Some companies do outsource their “AI” to India, but automated checkout tech is actually good enough to be used in production now. A plain white background with separated fruits like this is exactly the environment where it works best.
automated checkout tech is actually good enough to be used in production now
not really.
amazon’s just walk out is the leader in this area, and it came out recently that the bulk of transactions, 7 in 10, are offloaded for manual review in india
amazon of course denied the claim, but so in vague corporate speak, and failed to provide figures to counter the 7-in-10. they also did confirm that they’re scaling back just walk out. i don’t think those things would be the case if this technology worked as they were hoping.
Just because Amazon, king of scams, is doing an AI scam, that doesn’t mean that the underlying technology is impossible to use with minimal errors (it’s AI, it’s made of statistics, there will always be some errors).
Anyways, “just walk out” works in a different way than the fruit recognition in the OP or the checkout machines I was talking about. Image recognition of a discrete item over a white background (or a checkered background) is like, the literal ideal case for image recognition accuracy. This is as opposed to blurry store cameras looking at an entire aisle from 20 feet away and trying to guess what item the customer is taking off the shelf. It’s an entirely different problem space in every way that matters.
Anyways, even ignoring theoretical arguments, I know it’s production-ready because it’s currently beong used in production. There are dozens of stores in Calofornia right now that use checkout machines with a camera that points down towards a plain background “pad”. You place the item on the pad and it selects the most likely item in the store based on what it sees. I’ve seen a live demo of these machines where you take ~10-15 pictures of an item from different angles/rotations/positions and add it to the list of recognizable items, and the machine was able to diatinguish between that item and others accurately. This was in a very candid and scam-unlikely environment (OpenSauce) and by my evaluation this is easily consistent with other known-good image recognition applications.
[Sorry, double posted, my mobile connection is pretty bad rn]
Just because Amazon, king of scams, is doing an AI scam, that doesn’t mean that the underlying technology is impossible to use with minimal errors (it’s AI, it’s made of statistics, there will always be some errors).
Anyways, “just walk out” works in a different way than the fruit recognition in the OP or the checkout machines I was talking about. Image recognition of a discrete item over a white background (or a checkered background) is like, the literal ideal case for image recognition accuracy. This is as opposed to blurry store cameras looking at an entire aisle from 20 feet away and trying to guess what item the customer is taking off the shelf. It’s an entirely different problem space in every way that matters.

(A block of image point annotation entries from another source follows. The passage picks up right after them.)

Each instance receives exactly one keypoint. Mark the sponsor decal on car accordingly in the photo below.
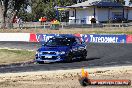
(107, 38)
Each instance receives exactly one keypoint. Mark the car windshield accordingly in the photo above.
(60, 41)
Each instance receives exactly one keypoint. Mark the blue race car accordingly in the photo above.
(61, 48)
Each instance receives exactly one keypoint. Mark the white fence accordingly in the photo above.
(67, 25)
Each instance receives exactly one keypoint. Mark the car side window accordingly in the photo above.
(78, 41)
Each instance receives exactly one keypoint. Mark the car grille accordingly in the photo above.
(53, 58)
(54, 53)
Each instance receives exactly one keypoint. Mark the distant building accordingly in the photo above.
(101, 10)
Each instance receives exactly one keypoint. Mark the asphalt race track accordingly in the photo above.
(98, 55)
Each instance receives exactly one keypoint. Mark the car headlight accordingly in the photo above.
(37, 52)
(61, 52)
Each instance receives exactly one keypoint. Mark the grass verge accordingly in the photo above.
(8, 56)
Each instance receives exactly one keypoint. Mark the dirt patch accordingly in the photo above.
(63, 78)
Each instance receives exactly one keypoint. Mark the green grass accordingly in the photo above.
(105, 30)
(15, 56)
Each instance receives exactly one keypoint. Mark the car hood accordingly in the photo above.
(58, 48)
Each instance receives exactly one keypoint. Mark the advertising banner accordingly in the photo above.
(129, 39)
(90, 38)
(96, 38)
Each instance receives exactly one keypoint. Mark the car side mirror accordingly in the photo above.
(74, 43)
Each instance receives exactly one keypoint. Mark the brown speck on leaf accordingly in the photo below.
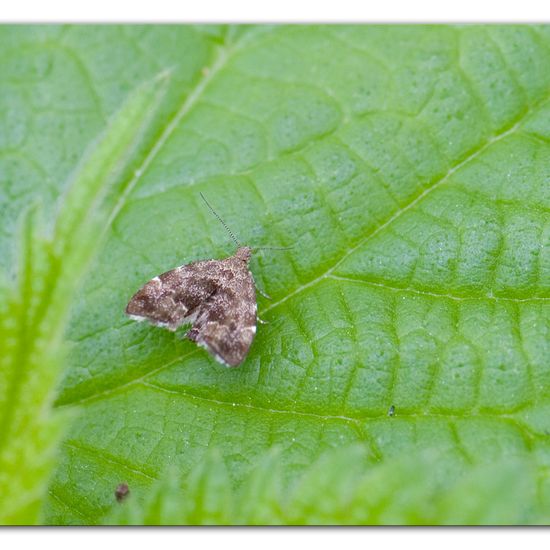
(122, 491)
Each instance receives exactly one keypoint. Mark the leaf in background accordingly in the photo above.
(407, 166)
(35, 309)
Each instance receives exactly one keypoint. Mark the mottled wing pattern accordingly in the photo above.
(217, 296)
(226, 323)
(173, 298)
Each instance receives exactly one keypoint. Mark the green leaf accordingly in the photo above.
(407, 166)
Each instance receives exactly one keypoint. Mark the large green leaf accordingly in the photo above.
(407, 166)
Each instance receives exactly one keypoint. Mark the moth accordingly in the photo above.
(122, 491)
(217, 297)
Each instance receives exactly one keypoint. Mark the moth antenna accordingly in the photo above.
(221, 221)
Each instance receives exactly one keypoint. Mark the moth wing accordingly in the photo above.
(226, 323)
(175, 297)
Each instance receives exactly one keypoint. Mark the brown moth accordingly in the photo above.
(218, 297)
(122, 491)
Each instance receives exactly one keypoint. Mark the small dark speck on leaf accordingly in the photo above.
(122, 491)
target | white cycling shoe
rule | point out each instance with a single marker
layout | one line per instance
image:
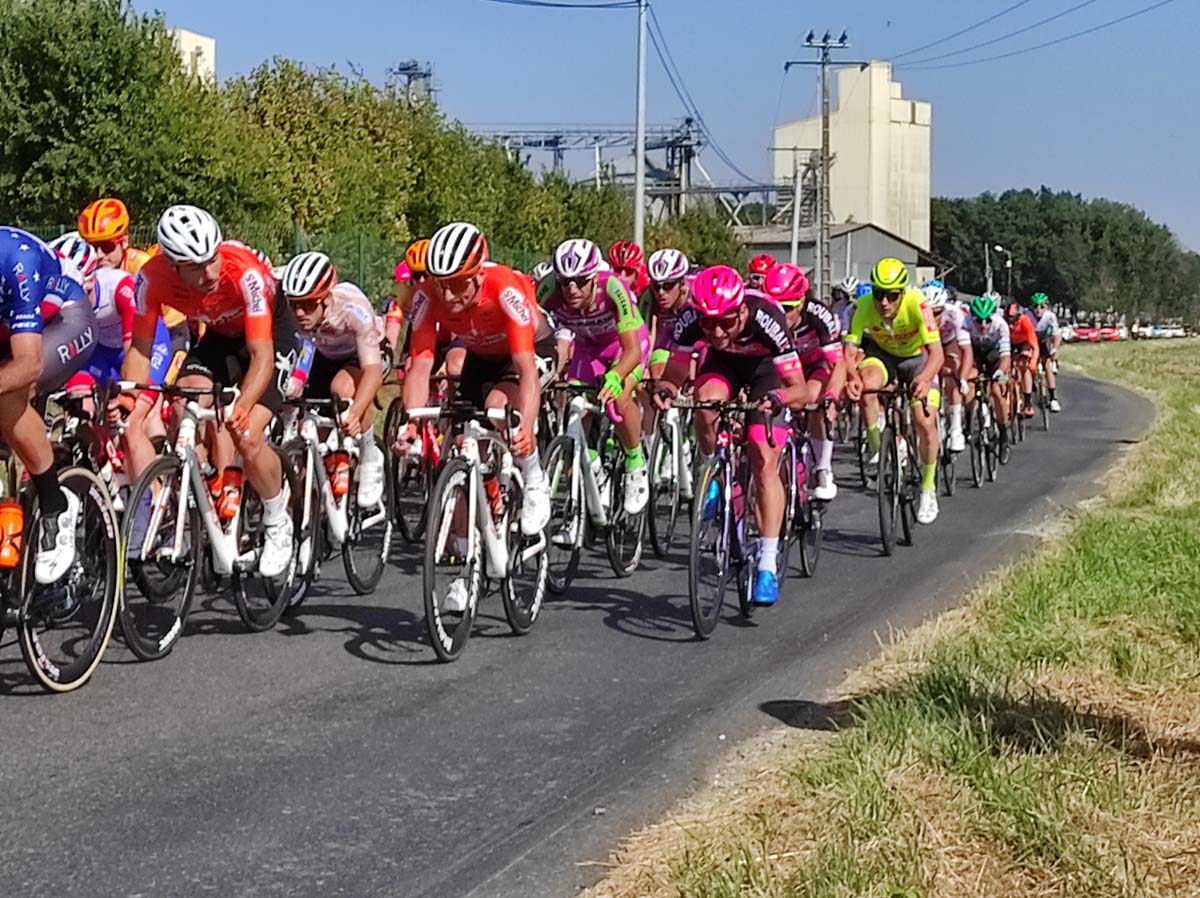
(637, 490)
(927, 510)
(57, 549)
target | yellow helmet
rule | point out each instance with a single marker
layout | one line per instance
(889, 275)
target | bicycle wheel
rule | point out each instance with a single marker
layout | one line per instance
(159, 587)
(367, 537)
(624, 537)
(310, 534)
(65, 626)
(664, 492)
(888, 489)
(450, 566)
(262, 600)
(525, 587)
(709, 554)
(568, 514)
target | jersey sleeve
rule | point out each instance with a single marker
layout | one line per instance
(628, 315)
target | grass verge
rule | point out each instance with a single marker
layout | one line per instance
(1044, 740)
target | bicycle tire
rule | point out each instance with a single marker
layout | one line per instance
(365, 552)
(261, 612)
(625, 536)
(564, 478)
(705, 615)
(522, 600)
(664, 516)
(310, 536)
(449, 638)
(887, 489)
(153, 630)
(48, 611)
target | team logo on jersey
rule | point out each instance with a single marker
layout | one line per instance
(515, 305)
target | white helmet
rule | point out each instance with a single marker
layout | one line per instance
(189, 234)
(577, 258)
(73, 247)
(936, 297)
(666, 265)
(310, 275)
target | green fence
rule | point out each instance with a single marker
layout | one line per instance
(367, 259)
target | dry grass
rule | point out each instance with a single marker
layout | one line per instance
(1042, 741)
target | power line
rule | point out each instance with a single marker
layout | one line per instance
(1002, 37)
(958, 34)
(676, 78)
(1103, 25)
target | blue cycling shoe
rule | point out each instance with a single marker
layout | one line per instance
(766, 588)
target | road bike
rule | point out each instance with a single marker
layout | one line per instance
(474, 534)
(172, 528)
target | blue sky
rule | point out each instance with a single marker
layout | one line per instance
(1109, 114)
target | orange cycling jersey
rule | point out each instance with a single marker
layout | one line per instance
(504, 321)
(1023, 333)
(241, 303)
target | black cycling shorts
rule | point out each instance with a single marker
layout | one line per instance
(225, 360)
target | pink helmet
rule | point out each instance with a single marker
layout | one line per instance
(718, 291)
(786, 283)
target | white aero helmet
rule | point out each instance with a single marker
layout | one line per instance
(189, 234)
(936, 295)
(310, 275)
(577, 258)
(73, 247)
(666, 265)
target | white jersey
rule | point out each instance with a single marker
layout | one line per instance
(1047, 323)
(113, 303)
(349, 327)
(953, 325)
(989, 336)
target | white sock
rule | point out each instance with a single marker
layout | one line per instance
(768, 550)
(823, 450)
(531, 470)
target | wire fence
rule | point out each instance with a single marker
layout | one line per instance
(367, 259)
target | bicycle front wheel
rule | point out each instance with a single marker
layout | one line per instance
(711, 564)
(65, 626)
(162, 560)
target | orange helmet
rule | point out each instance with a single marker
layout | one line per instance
(105, 220)
(418, 256)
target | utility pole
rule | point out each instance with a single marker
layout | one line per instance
(640, 126)
(823, 45)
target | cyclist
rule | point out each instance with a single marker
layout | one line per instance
(228, 289)
(817, 340)
(1049, 340)
(629, 264)
(759, 268)
(508, 345)
(993, 354)
(33, 281)
(348, 363)
(749, 347)
(1024, 336)
(893, 336)
(610, 346)
(957, 348)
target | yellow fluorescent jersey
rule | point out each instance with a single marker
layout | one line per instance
(911, 329)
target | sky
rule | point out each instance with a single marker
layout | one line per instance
(1110, 114)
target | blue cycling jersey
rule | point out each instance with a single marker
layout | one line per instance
(30, 274)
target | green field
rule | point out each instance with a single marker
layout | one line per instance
(1043, 741)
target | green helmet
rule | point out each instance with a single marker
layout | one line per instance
(984, 306)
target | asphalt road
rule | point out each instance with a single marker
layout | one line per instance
(336, 756)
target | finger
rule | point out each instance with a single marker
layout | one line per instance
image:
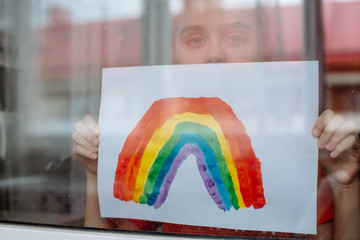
(321, 123)
(78, 139)
(80, 152)
(344, 145)
(86, 133)
(91, 124)
(346, 129)
(333, 124)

Anyways, even ignoring theoretical arguments, I know it’s production-ready because it’s currently beong used in production. There are dozens of stores in Calofornia right now that use checkout machines with a camera that points down towards a plain background “pad”. You place the item on the pad and it selects the most likely item in the store based on what it sees. I’ve seen a live demo of these machines where you take ~10-15 pictures of an item from different angles/rotations/positions and add it to the list of recognizable items, and the machine was able to diatinguish between that item and others accurately. This was in a very candid and scam-unlikely environment (OpenSauce) and by my evaluation this is easily consistent with other known-good image recognition applications.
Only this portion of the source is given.